Breath of The Wild NPC is Ready to Talk Link Down in a Crisis

Brigo encounter via IGN

Content Warning: Discussion of suicide.

Nintendo’s Breath of the Wild is a gorgeous, sprawling game, but don’t let it’s size fool you — it’s filled with tiny, clever touches that are making players stop and take notice. Take Brigo, here.

Brigo is an NPC guard that hangs around a bridge. His job, he’ll happily explain, is to keep that bridge clear of monsters, but helping out is more than just a career for him. If Link ventures too close to the edge, close enough to seem like he might be considering jumping, Brigo is there to intervene.

After Dorkly editor Tristan Cooper documented the exchange on Twitter, it became a hot topic for Breath of the Wild players. In a Reddit thread about the scene, users shared their own stories of suicidal thoughts, suicide prevention, and loss. One user shared tips on what to do when you’re worried someone you know might be suicidal. Another user pointed out an important but often overlooked resource:

Also suicide lines can help you too.

I woke up and one of my friends who had been very depressed after moving away, coming out, and being disowned by some members of his family, had left me a message thanking me for being his friend and saying goodbye. We weren’t in the same state and I had no idea what to do. I actually got online and talked to one of the people who worked one of those lines and they walked me through things to do.

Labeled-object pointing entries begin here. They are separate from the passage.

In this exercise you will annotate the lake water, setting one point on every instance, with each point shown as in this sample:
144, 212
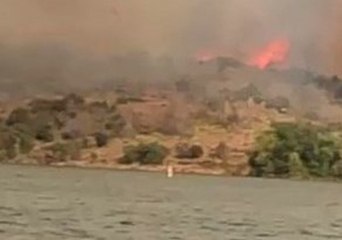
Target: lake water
49, 204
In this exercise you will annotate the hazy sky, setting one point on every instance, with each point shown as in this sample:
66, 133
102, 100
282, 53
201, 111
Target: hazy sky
231, 27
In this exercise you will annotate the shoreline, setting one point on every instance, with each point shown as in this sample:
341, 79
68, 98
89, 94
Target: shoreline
162, 170
122, 168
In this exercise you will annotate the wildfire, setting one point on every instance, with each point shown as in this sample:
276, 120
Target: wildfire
273, 53
205, 56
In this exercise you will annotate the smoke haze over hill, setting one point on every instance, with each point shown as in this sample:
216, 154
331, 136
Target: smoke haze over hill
68, 40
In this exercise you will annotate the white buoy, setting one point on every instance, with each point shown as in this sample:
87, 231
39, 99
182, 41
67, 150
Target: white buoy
169, 171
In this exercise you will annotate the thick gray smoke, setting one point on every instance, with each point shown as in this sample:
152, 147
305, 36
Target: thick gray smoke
49, 40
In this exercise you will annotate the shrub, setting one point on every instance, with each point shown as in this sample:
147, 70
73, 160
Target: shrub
115, 124
145, 154
45, 134
101, 139
278, 103
293, 149
18, 116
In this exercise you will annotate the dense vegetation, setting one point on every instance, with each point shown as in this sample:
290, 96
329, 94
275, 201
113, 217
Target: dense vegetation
297, 150
59, 124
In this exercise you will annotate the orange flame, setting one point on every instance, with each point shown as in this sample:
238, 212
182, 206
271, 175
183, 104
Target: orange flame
273, 53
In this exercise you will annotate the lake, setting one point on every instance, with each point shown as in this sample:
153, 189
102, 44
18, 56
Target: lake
53, 203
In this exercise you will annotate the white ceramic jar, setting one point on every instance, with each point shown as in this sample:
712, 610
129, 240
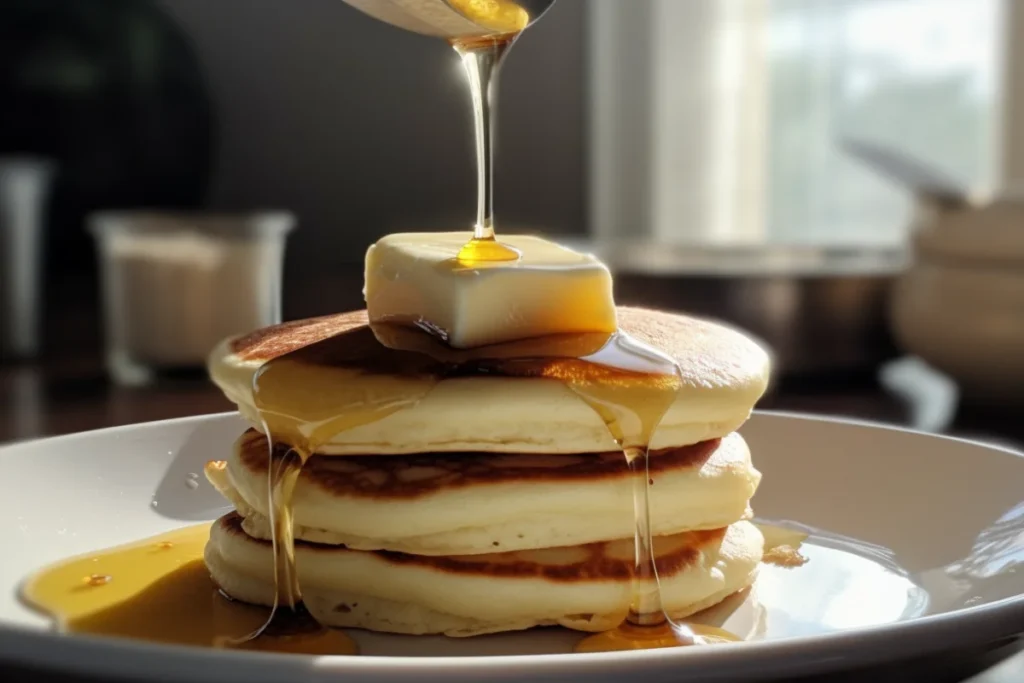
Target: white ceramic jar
961, 304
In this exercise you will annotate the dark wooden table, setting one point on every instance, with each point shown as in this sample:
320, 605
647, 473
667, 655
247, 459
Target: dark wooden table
72, 395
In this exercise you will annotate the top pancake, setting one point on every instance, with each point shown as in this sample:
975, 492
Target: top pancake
724, 374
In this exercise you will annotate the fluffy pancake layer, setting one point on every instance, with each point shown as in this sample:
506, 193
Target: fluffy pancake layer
463, 504
586, 588
724, 374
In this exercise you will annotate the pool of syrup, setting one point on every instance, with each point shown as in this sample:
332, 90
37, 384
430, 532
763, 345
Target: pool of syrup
160, 590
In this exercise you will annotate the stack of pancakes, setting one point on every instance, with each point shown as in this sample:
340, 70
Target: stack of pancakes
496, 503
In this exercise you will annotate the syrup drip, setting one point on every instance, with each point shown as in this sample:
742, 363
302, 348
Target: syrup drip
160, 590
481, 58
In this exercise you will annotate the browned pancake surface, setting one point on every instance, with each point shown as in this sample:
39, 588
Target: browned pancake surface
410, 476
596, 561
672, 333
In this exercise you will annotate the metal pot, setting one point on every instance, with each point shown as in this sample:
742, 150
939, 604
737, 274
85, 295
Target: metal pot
821, 310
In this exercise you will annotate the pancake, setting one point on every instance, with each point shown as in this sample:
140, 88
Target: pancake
462, 504
724, 374
585, 588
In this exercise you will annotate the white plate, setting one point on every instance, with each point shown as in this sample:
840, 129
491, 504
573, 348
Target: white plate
918, 548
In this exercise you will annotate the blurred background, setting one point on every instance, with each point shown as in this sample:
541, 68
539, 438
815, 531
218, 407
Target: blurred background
838, 177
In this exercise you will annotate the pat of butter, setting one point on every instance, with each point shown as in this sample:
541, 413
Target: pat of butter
416, 276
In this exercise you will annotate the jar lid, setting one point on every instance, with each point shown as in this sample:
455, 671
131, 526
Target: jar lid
991, 233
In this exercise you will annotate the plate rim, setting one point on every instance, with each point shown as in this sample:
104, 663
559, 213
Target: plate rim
875, 644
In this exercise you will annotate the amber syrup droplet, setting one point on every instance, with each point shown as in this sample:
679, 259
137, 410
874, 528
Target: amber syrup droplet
631, 636
96, 580
486, 251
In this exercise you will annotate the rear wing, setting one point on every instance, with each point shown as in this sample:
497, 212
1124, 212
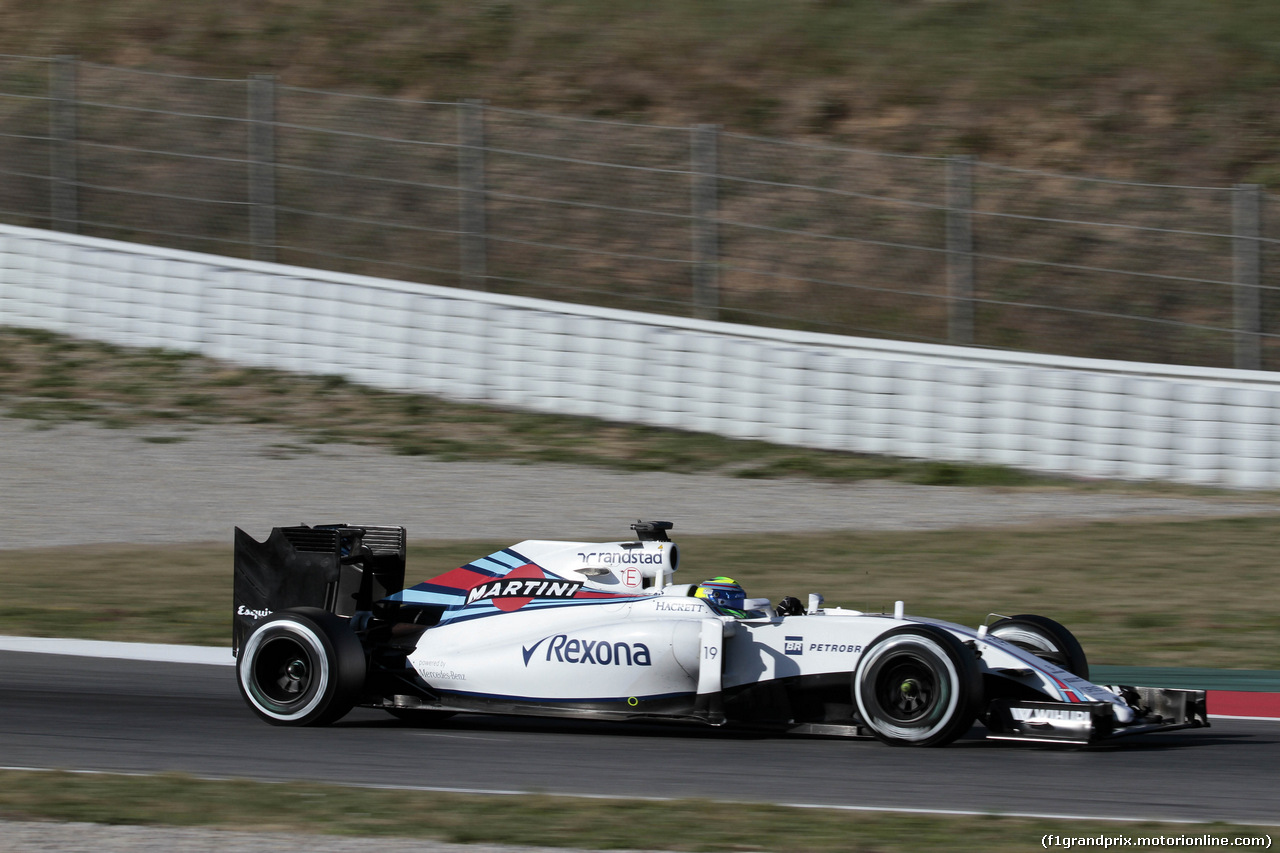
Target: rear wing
338, 568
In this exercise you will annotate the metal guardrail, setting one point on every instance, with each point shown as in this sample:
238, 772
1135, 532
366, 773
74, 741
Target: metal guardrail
693, 222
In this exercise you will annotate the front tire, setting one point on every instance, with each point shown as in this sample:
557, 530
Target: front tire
1043, 638
301, 667
918, 685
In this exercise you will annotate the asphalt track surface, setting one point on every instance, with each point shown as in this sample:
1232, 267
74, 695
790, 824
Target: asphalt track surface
113, 715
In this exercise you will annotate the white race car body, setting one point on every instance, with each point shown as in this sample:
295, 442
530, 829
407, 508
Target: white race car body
598, 630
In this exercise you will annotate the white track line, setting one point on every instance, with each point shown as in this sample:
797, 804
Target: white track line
498, 792
158, 652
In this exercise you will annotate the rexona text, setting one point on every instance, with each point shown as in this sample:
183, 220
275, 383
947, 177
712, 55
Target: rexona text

That story had a happy ending in a later post. Some of the stories shared in the thread didn’t, but other users were there to offer support.

With Brigo, Nintendo has also drawn attention to real world heroes who may have inspired his creation, like retired California Highway Patrol officer Kevin Briggs (who may have inspired Brigo’s name) and Chen Si, a Chinese logistics company worker who has helped hundreds of people safely off the Nanjing Yangtze River Bridge.

Brigo may seem like a silly inclusion in Breath of the Wild — after all, Link isn’t really considering suicide if he’s on the edge of that bridge — but its real world impact can’t be denied. Brigo’s efforts start conversations, remind players that their lives have value, and model good behavior for helping and listening to friends or strangers in need.

That’s a lot more than you’d normally expect a digital good Samaritan to do.

If you or someone you know is considering suicide or in a emotional crisis, you can call the National Suicide Prevention Lifeline at 1-800-273-8255 or contact one of the regional lines in your area. If your life or the life of anyone else is in immediate danger, please contact emergency services.